Le géant du luxe a surpris les analystes. Mais pas dans le sens attendu. Ce 14 avril 2025, LVMH a dévoilé un repli inattendu de ses ventes. À contre-courant des prévisions, la première place mondiale du secteur laisse entrevoir des nuages à l’horizon.
Le marché n’a pas attendu pour réagir. En quelques heures, la valeur de LVMH plongeait de plus de 7 % à Wall Street, révélant un malaise plus profond qu’un simple trimestre manqué. Une alerte isolée, ou le début d’un basculement pour l’empire Arnault ?
Un premier trimestre en contre-performance pour LVMH
Le chiffrier de LVMH pour les trois premiers cycles de l’année 2025 a pris de court les opérateurs. Avec un volume d’affaires de 20,311 milliards d’euros, le groupe affiche une contraction de 2 % en données publiées, et de 3 % en données comparables. Ce repli met fin à une progression qui, bien que modeste, avait persisté en 2024, avec encore une hausse de 1 % au quatrième trimestre.
La désillusion est d’autant plus marquée que les prévisionnistes anticipaient une croissance de 2 % en organique selon Visible Alpha, cité par Reuters. Ce décalage entre l’attente et la réalité a nourri la nervosité des acteurs boursiers.
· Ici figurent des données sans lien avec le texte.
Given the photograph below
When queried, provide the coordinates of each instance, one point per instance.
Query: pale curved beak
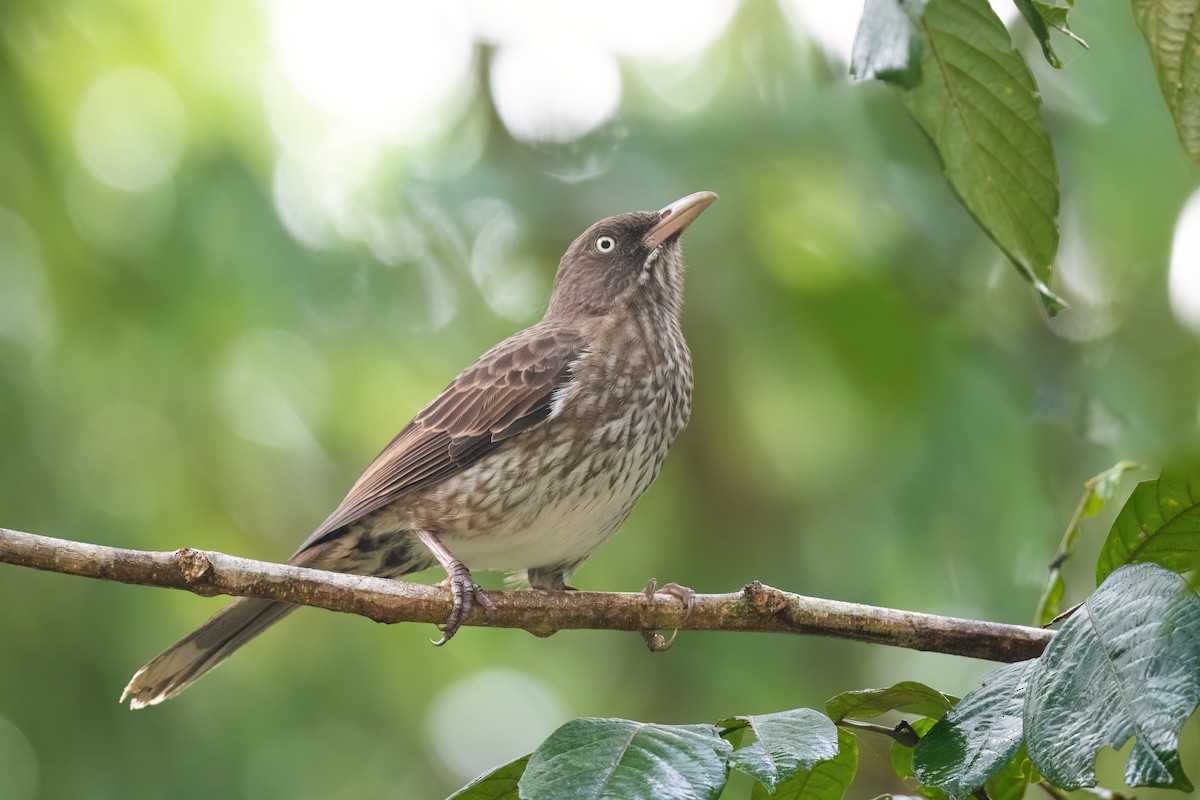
(676, 217)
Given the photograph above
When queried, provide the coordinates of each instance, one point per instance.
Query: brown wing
(507, 391)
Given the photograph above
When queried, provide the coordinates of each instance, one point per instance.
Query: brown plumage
(527, 462)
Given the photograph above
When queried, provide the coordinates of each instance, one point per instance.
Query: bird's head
(630, 260)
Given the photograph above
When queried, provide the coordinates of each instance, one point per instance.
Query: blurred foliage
(208, 353)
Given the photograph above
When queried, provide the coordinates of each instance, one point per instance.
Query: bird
(526, 463)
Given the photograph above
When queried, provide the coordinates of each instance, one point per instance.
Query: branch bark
(755, 608)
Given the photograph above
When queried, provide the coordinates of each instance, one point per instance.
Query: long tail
(183, 663)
Le coup de froid vient surtout de la branche la plus emblématique du conglomérat : la mode et la maroquinerie. Cette division, qui regroupe les griffes phares comme Louis Vuitton ou Dior, voit ses revenus chuter de 5 % en organique. Ce n’est pas un simple essoufflement : la tendance s’aggrave, après un repli d’à peine 1 % en 2024.
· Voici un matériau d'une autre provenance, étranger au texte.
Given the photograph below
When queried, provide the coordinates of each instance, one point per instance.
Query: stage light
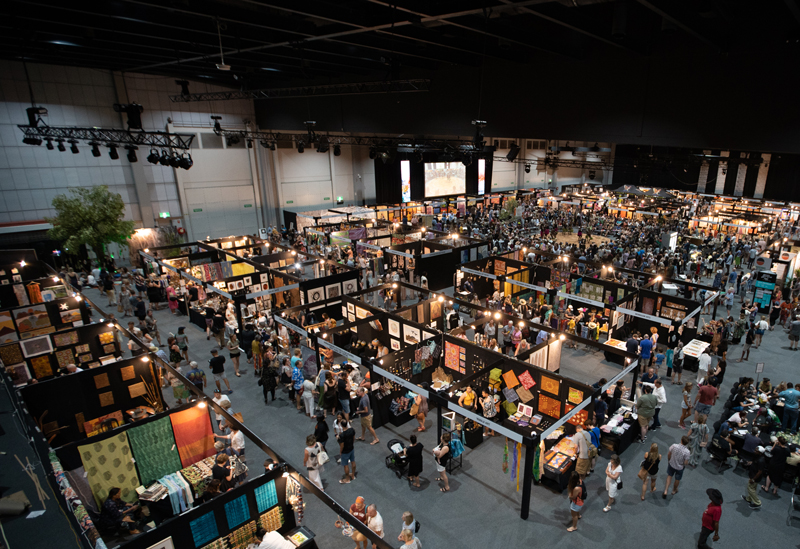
(132, 153)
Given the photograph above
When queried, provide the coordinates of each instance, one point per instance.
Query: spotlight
(131, 153)
(512, 152)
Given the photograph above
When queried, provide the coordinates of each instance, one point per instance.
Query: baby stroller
(396, 462)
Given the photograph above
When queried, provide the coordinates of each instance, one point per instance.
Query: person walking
(677, 458)
(698, 439)
(414, 455)
(711, 517)
(442, 455)
(576, 499)
(311, 461)
(613, 480)
(649, 469)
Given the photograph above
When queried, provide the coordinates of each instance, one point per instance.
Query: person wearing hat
(711, 517)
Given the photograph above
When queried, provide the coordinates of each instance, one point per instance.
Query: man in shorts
(365, 413)
(347, 438)
(217, 364)
(677, 458)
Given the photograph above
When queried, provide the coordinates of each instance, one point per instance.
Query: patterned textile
(193, 434)
(108, 464)
(154, 449)
(75, 504)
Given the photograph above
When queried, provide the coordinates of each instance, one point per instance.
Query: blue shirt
(790, 397)
(646, 346)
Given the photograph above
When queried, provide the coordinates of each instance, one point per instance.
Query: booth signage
(480, 420)
(400, 381)
(281, 320)
(478, 273)
(349, 356)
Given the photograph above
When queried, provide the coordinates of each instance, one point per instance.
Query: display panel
(445, 178)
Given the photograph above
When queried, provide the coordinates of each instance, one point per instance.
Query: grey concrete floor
(483, 507)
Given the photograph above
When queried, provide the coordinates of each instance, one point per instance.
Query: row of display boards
(108, 426)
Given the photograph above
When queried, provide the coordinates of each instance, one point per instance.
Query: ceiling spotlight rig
(37, 132)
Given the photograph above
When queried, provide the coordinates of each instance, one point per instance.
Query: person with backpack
(576, 492)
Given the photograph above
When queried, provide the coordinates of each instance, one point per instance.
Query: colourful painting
(37, 346)
(31, 318)
(550, 385)
(451, 353)
(66, 338)
(11, 354)
(575, 396)
(8, 333)
(549, 406)
(41, 366)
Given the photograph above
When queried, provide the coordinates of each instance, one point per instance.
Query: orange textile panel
(194, 435)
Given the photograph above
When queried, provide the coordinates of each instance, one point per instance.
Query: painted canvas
(8, 333)
(37, 346)
(31, 318)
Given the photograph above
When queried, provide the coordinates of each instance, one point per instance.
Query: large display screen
(445, 178)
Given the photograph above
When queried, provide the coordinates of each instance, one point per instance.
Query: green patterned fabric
(109, 464)
(154, 449)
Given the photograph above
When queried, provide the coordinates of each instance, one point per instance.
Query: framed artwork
(549, 406)
(575, 396)
(550, 385)
(31, 318)
(41, 366)
(66, 338)
(8, 333)
(333, 290)
(36, 346)
(68, 317)
(436, 309)
(11, 354)
(410, 334)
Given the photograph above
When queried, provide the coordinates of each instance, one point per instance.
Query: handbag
(322, 456)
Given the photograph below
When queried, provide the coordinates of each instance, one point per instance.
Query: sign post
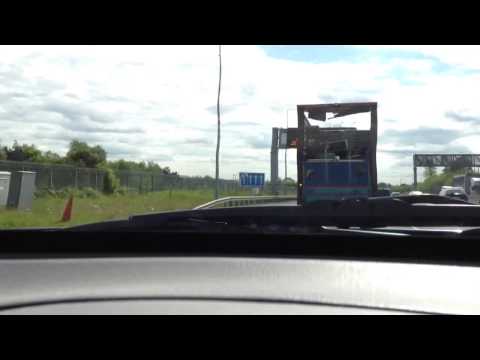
(255, 181)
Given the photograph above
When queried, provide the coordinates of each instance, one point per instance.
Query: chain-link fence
(55, 176)
(146, 181)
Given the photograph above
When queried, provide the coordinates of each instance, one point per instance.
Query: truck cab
(335, 162)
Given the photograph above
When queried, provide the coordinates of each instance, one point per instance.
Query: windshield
(96, 133)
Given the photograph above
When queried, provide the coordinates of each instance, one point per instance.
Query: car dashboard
(234, 285)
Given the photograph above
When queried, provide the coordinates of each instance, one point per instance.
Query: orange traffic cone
(67, 213)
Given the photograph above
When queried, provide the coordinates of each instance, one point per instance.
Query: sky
(158, 103)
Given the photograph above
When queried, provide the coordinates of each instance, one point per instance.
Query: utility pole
(286, 154)
(217, 168)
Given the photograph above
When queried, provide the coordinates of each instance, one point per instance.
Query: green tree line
(433, 180)
(79, 154)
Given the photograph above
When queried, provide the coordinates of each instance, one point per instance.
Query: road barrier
(236, 201)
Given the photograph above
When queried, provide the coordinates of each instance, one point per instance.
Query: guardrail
(234, 201)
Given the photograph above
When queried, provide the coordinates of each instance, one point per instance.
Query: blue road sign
(252, 179)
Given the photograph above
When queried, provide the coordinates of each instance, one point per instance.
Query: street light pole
(217, 167)
(286, 154)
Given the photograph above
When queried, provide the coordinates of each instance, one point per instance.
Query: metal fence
(55, 176)
(146, 181)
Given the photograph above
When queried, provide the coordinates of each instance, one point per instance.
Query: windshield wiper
(418, 210)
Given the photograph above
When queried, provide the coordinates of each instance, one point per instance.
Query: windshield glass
(95, 133)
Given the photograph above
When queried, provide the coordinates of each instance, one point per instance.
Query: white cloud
(155, 102)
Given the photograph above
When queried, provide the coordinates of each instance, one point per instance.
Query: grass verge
(47, 211)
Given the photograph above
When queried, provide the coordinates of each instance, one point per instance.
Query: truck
(470, 183)
(335, 162)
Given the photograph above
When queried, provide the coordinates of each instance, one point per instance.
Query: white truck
(470, 185)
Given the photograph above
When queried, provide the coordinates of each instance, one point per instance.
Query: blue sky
(156, 103)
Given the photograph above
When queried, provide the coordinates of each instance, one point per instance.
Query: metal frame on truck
(319, 112)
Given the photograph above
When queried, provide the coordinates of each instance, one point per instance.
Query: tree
(430, 171)
(81, 154)
(23, 153)
(50, 157)
(3, 153)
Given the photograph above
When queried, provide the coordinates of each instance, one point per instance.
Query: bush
(67, 192)
(110, 181)
(124, 191)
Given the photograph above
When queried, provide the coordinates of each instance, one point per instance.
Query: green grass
(47, 211)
Ce repli s’explique en partie par un effet de base défavorable. L’an dernier, la clientèle chinoise boostait les dépenses au Japon. En 2025, le territoire nippon affiche un recul sensible. Le reste de l’Asie, plombé par une consommation atone en Chine, suit la même direction.
D’autres divisions en repli, sauf en Europe
Le continent nord-américain, qui pèse un quart du résultat global de LVMH, affiche une « légère baisse », selon le communiqué du groupe. Mais derrière cette formulation prudente, les indicateurs virent à l’orange.
Sephora, acteur phare de la distribution sélective, tient bon en magasin mais souffre en ligne, face à une stratégie agressive d’Amazon. « Nous essayons d’éviter cette technique », a déclaré Cécile Cabanis, directrice financière.
Et l’effet Trump inquiète. La question des droits de douane ajoutent une dose d’instabilité dans un marché déjà fébrile. Comme le souligne une étude de Bernstein publiée la semaine dernière, « ce qui nous préoccupe, ce sont les effets de deuxième et de troisième ordre : l’incertitude, le récent crash boursier, la dévaluation du dollar et la menace d’une récession mondiale ».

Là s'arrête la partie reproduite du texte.